There was a sort of pathway along the sides of the Narrows, by which one could come below the big swell, but Joslin, whether moody and distrait, whether in indifference, or whether resolved to take his chances and test his fate, made no attempt to land his frail craft. He headed straight for the great stretch of slack water, which lay above the rolling crest of the Narrows.
Always he had been chosen steersman for his raft in the river work he knew, and he knew this spot well enough—the fatalities which attended it—but he did not hesitate, and with his long sweep straightened his craft for what he knew would be the great plunge. He took it fair, crouching forward, his knees bent, his eyes ahead, just as he had steered more than one raft through in earlier times, and caught the full blow of the great wave, as he plunged from the darkness into the white of the stream, now under the blanket of the twilight in the deep defile.

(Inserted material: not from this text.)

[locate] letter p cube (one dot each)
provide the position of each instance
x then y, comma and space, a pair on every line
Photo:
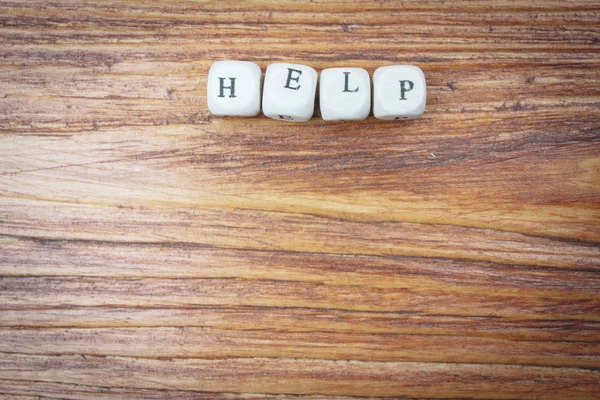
399, 92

He was flung entirely free of his two logs, as they were rent asunder by the force of the swell. He went down into the white—how deep he could not tell—perhaps halfway down to the bottom of the great pool which lay below the Narrows. He emerged, dazed, but his arm found no supporting logs—the two had been flung far apart, and by this time were rolling down the middle course of the white water. With what strength remained to him, he struck out for the right-hand shore, and had strength enough to fling up a hand and ease himself of the current along the rock ledge.
For a time he swung, breathing hard, then drew himself up and out, and lay flat upon the rocks. It was almost night, and it was cold. He was chilled and weak. He had traveled long and far without rest, and without sufficient food. But the rugged rearing he had had stood him once more in stead. He managed once more, by means of his priceless flint and steel, to build him a little fire, though how he lived through the night he scarce could say.
He knew that it was thirty miles down to the first settlement below, and that there were few houses between. He must walk. Half barefooted, penniless, hungered, wearied and weak, he staggered on as though a man in a trance. At least he was able to make his painful way all those weary miles. It was again evening, and late, when at length he saw the red lights of the little mill town of Windsor, where more than once before then he had pulled up with others of the wild raftsmen, among whom he had spent his youth.
He was at the edge of the great Outside. This was Ultima Thule for the hardwood rafts. And all of Thule, all of the great, unknown, mysterious world lay on beyond. It was a wild figure that this gaunt and haggard young man presented as, hesitant, he stood gazing out at the habitations in which, near at hand to which, beyond which, must lie the answers to the questions of his soul. He saw not the town where the rafts landed. In his mind still lived the vision of yon other city on the hill.